Mellin's inversion integral, branch cut problem

[nearlynothing]

I recently had to solve a problem in which i had to find the inverse laplace transform of some function with a branch cut from - ∞ to 0, so i used a contour avoiding that branch cut like this

http://www.solitaryroad.com/c916/ole19.gif

my problem is as follows: i know the contributions from the integrals BDE and LNA are both zero, then the problem is to calculate the two integrals close to the real axis and the one along the small "circle", i calculated the ones next to the real axis already.
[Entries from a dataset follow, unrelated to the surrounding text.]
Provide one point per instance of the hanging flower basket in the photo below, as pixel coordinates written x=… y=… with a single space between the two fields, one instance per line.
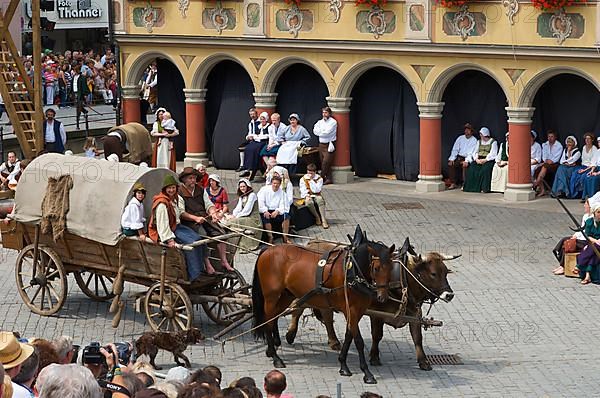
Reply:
x=451 y=3
x=550 y=5
x=371 y=3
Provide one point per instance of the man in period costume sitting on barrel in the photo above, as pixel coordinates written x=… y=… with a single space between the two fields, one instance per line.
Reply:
x=168 y=209
x=200 y=209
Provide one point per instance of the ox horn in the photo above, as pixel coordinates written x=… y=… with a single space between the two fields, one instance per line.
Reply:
x=447 y=257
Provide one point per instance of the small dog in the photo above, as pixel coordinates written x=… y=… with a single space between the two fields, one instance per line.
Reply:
x=174 y=342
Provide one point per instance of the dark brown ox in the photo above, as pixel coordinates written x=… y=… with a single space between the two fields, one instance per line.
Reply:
x=430 y=270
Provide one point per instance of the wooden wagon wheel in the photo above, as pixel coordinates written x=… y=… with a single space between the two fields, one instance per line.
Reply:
x=174 y=313
x=95 y=286
x=43 y=283
x=228 y=286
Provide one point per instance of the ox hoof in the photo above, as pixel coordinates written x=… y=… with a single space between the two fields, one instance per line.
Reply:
x=290 y=337
x=369 y=379
x=345 y=372
x=425 y=365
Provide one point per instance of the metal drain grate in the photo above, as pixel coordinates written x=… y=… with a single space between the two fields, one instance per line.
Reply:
x=445 y=360
x=403 y=206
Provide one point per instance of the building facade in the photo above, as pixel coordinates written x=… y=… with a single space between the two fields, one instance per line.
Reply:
x=402 y=78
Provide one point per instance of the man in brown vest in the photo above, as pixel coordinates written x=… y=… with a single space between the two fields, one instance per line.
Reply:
x=198 y=204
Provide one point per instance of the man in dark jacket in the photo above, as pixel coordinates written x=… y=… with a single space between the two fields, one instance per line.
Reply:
x=80 y=92
x=55 y=137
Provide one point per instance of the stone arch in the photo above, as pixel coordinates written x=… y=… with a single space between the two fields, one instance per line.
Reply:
x=443 y=79
x=348 y=81
x=537 y=81
x=275 y=71
x=140 y=63
x=207 y=65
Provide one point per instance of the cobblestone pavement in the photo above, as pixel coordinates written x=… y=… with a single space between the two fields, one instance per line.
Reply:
x=519 y=330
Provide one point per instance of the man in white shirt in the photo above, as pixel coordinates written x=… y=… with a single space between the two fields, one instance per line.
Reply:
x=9 y=169
x=252 y=129
x=55 y=137
x=311 y=185
x=463 y=147
x=326 y=130
x=551 y=153
x=536 y=153
x=274 y=208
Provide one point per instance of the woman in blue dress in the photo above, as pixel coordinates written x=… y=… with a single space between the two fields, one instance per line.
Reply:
x=569 y=161
x=588 y=153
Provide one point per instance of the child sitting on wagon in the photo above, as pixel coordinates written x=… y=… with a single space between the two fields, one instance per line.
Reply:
x=132 y=220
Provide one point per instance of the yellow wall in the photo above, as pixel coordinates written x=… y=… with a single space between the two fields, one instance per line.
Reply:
x=445 y=67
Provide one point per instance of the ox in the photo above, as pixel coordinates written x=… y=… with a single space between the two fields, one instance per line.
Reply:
x=425 y=279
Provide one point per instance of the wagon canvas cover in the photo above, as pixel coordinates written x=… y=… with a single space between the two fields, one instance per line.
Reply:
x=100 y=192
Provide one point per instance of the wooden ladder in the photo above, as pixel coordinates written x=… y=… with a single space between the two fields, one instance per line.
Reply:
x=17 y=92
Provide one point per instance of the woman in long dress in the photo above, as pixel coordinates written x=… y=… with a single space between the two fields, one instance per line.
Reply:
x=569 y=162
x=500 y=171
x=246 y=213
x=163 y=152
x=588 y=152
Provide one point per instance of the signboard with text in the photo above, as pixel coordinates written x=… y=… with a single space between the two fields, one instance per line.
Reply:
x=75 y=14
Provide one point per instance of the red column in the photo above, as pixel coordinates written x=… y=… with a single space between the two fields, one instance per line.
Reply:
x=430 y=147
x=195 y=116
x=342 y=150
x=131 y=104
x=519 y=161
x=341 y=170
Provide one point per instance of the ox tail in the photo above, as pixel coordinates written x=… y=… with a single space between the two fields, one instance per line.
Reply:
x=258 y=302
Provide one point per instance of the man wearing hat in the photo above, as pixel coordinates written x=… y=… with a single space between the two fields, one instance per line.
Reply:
x=200 y=210
x=457 y=163
x=55 y=137
x=536 y=153
x=133 y=220
x=13 y=353
x=168 y=209
x=481 y=163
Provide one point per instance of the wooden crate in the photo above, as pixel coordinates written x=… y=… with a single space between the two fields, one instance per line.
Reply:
x=571 y=264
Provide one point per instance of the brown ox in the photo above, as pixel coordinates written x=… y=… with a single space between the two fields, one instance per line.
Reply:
x=430 y=270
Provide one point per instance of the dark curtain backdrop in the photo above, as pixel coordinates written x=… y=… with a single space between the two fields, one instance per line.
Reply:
x=569 y=105
x=384 y=124
x=228 y=99
x=171 y=97
x=476 y=98
x=301 y=90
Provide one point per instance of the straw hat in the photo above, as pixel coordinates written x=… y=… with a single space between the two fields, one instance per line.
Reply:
x=215 y=177
x=188 y=171
x=138 y=186
x=13 y=353
x=169 y=180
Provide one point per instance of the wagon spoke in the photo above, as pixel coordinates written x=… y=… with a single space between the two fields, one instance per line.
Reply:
x=43 y=298
x=35 y=294
x=49 y=297
x=104 y=285
x=183 y=316
x=53 y=290
x=87 y=283
x=181 y=325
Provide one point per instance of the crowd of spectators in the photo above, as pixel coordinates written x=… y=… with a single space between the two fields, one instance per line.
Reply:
x=96 y=69
x=59 y=369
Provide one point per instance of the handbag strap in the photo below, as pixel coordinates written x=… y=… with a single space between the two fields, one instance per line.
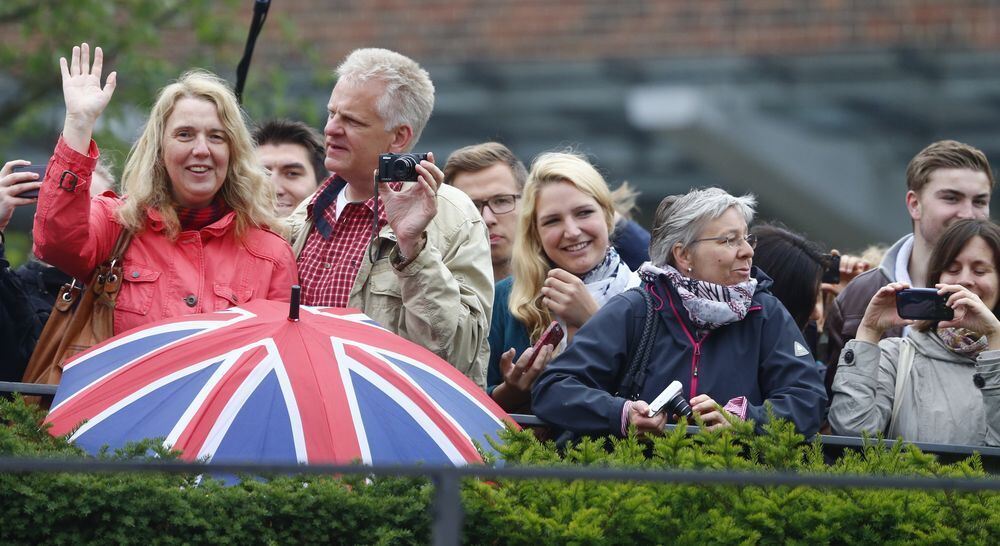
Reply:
x=636 y=375
x=903 y=367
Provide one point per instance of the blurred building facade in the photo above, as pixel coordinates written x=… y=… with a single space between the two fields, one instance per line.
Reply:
x=813 y=105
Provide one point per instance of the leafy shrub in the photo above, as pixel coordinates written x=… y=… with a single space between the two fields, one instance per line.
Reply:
x=171 y=509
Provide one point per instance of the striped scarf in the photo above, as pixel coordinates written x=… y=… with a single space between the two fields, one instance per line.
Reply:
x=197 y=219
x=709 y=305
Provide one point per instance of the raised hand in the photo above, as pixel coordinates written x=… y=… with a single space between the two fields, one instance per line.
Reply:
x=85 y=98
x=880 y=315
x=412 y=208
x=970 y=312
x=850 y=267
x=638 y=415
x=710 y=412
x=566 y=296
x=518 y=378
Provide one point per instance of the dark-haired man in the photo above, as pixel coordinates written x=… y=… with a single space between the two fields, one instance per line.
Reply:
x=946 y=181
x=293 y=153
x=493 y=177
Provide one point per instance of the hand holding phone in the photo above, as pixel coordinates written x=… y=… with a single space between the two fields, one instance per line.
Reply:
x=831 y=273
x=37 y=169
x=923 y=304
x=551 y=337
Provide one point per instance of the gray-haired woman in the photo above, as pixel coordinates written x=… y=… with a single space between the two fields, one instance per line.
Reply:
x=716 y=329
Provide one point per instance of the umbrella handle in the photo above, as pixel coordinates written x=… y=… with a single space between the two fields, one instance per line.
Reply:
x=293 y=308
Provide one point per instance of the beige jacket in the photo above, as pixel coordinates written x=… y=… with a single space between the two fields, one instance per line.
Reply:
x=442 y=300
x=942 y=402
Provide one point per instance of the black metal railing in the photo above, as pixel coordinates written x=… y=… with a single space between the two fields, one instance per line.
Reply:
x=447 y=513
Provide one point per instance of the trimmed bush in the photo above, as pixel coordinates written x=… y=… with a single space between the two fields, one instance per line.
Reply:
x=173 y=509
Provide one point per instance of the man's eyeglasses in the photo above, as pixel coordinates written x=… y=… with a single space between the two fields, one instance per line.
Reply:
x=499 y=204
x=732 y=241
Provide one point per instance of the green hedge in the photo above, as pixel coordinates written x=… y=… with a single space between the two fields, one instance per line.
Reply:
x=171 y=509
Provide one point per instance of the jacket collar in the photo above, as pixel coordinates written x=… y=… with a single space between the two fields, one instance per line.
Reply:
x=931 y=346
x=216 y=229
x=888 y=264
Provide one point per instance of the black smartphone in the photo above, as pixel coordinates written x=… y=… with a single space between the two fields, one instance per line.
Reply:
x=831 y=274
x=551 y=336
x=38 y=169
x=923 y=304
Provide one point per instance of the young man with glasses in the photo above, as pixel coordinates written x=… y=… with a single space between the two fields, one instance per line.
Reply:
x=492 y=177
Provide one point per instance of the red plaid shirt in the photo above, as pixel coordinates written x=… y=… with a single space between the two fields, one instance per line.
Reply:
x=330 y=260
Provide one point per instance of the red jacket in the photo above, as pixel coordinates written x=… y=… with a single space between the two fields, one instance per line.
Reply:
x=200 y=271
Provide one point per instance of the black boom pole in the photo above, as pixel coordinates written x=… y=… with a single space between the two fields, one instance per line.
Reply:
x=259 y=16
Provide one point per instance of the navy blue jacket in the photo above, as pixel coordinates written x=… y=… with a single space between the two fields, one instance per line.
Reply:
x=755 y=358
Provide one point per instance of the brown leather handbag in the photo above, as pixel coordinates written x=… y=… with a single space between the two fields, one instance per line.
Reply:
x=81 y=318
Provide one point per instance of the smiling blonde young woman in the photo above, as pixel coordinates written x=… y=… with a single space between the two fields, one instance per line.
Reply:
x=717 y=330
x=198 y=206
x=564 y=269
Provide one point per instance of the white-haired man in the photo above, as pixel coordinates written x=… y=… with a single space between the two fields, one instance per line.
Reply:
x=427 y=275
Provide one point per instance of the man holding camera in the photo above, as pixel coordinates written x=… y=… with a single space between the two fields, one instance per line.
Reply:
x=426 y=275
x=946 y=181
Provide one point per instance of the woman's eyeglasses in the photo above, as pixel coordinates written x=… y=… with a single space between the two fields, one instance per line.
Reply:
x=732 y=241
x=498 y=204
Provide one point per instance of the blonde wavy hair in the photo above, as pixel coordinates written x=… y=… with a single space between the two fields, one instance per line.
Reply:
x=530 y=263
x=146 y=185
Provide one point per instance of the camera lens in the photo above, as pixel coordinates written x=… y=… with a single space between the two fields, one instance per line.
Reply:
x=403 y=168
x=679 y=406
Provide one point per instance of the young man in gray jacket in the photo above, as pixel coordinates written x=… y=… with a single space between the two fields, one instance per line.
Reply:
x=946 y=181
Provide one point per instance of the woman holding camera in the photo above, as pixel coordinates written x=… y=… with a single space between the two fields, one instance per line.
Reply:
x=199 y=207
x=941 y=382
x=564 y=269
x=712 y=325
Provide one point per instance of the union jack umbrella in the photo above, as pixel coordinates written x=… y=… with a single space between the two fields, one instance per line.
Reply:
x=249 y=384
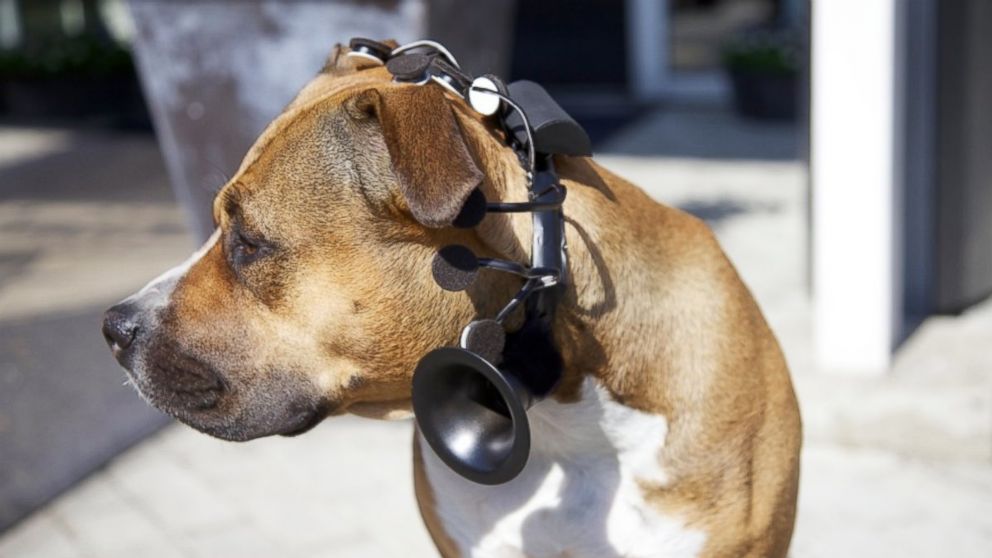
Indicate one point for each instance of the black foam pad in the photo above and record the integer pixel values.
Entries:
(554, 130)
(455, 267)
(472, 212)
(410, 66)
(485, 338)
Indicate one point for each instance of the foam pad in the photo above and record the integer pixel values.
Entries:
(485, 338)
(554, 130)
(454, 268)
(409, 66)
(472, 212)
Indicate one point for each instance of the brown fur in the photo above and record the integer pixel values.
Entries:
(340, 305)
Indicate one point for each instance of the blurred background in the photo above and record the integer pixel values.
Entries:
(840, 150)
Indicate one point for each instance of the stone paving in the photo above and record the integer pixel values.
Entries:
(892, 466)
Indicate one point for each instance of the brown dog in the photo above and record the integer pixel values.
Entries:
(675, 431)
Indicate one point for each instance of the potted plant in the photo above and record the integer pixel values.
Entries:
(75, 77)
(764, 67)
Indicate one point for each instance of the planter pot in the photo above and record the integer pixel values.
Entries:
(765, 95)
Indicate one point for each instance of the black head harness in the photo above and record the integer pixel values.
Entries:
(471, 401)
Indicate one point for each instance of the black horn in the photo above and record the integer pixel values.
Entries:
(473, 415)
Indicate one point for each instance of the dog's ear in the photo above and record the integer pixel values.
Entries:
(430, 159)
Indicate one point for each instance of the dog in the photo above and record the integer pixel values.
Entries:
(674, 430)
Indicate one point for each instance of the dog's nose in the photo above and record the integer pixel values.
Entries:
(120, 326)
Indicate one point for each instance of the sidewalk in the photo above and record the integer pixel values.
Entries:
(894, 466)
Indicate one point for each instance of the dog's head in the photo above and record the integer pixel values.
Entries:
(314, 294)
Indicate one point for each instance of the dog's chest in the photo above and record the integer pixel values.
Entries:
(580, 493)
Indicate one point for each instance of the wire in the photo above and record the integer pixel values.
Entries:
(531, 158)
(429, 44)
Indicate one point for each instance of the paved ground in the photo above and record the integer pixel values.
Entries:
(895, 466)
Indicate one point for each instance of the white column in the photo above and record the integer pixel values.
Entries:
(647, 47)
(855, 183)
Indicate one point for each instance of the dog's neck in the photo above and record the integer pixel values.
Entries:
(591, 292)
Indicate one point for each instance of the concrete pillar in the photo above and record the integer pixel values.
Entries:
(855, 168)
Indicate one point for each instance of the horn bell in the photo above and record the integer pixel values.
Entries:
(473, 415)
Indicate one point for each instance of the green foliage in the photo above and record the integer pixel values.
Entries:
(764, 52)
(79, 57)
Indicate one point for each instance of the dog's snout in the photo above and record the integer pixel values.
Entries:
(120, 326)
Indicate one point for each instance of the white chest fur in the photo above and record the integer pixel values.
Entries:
(579, 494)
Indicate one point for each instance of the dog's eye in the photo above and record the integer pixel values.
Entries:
(244, 249)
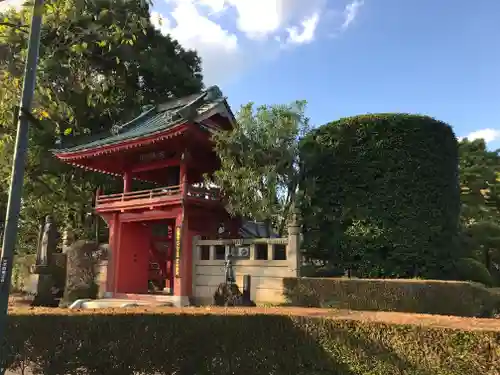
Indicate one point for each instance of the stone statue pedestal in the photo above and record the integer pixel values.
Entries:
(40, 286)
(40, 269)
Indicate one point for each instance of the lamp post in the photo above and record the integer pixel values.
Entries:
(18, 165)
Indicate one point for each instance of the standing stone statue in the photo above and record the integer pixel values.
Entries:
(42, 280)
(48, 243)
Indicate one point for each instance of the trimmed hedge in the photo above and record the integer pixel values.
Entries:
(152, 343)
(411, 296)
(381, 195)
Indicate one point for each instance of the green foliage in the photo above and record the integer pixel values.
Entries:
(380, 195)
(410, 296)
(100, 62)
(152, 342)
(470, 269)
(259, 172)
(480, 196)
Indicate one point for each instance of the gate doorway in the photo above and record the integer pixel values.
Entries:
(161, 257)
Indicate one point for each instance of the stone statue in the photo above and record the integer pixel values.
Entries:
(68, 239)
(228, 268)
(48, 244)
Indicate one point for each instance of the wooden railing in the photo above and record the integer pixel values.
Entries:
(171, 191)
(203, 193)
(165, 192)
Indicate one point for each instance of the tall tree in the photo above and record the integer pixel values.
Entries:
(480, 197)
(259, 162)
(100, 62)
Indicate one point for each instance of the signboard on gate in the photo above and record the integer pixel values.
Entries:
(177, 251)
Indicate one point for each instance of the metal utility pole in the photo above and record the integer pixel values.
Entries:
(18, 165)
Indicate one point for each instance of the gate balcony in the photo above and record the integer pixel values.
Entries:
(156, 198)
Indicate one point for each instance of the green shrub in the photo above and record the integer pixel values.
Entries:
(380, 195)
(149, 342)
(470, 269)
(412, 296)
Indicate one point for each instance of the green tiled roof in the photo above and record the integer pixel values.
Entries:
(159, 118)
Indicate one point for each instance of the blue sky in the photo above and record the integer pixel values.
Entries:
(345, 57)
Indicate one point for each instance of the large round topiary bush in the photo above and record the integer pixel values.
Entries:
(380, 195)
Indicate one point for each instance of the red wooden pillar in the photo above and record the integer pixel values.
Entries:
(127, 182)
(114, 248)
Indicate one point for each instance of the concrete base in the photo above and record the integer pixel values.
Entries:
(154, 299)
(40, 286)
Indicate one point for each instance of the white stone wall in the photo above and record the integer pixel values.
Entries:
(266, 275)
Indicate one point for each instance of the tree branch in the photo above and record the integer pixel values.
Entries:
(15, 26)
But i was wondering if for the one along the circle i can use the residue theorem and consider s = 0 as a pole, and thinking about the circle as if it was closed, as the lines next to the real axis are infinitely close to it, therefore "closing" the circle path, and also as the radius of the circle becomes infinitely small it would only contain the point s = 0 inside, in a polelike fashion.
I know I'm far from being mathematically rigid, but i did the calculations for two problems of the kind considering s = 0 as a pole for that particular integral and i got the right result on both.

 

[RedSonja]

I'm just learning this stuff myself, but I think residues are wrong, since the closed contour is the full contour and the small circle is open, and coming from above and below does not necessarily lead you to the same point, since the function may be multivalued. I believe you need to do the integral as

\begin{equation}
\int_{-\pi+\eta}^{\pi-\eta} f(\theta) d\theta
\end{equation}

with z=\epsilon e^{i\theta} and \eta, \epsilon → 0. Probably it is possible from your problem to estimate the upper limit for the size of this integral, and I think that for Mellin transform problems this integral is always zero?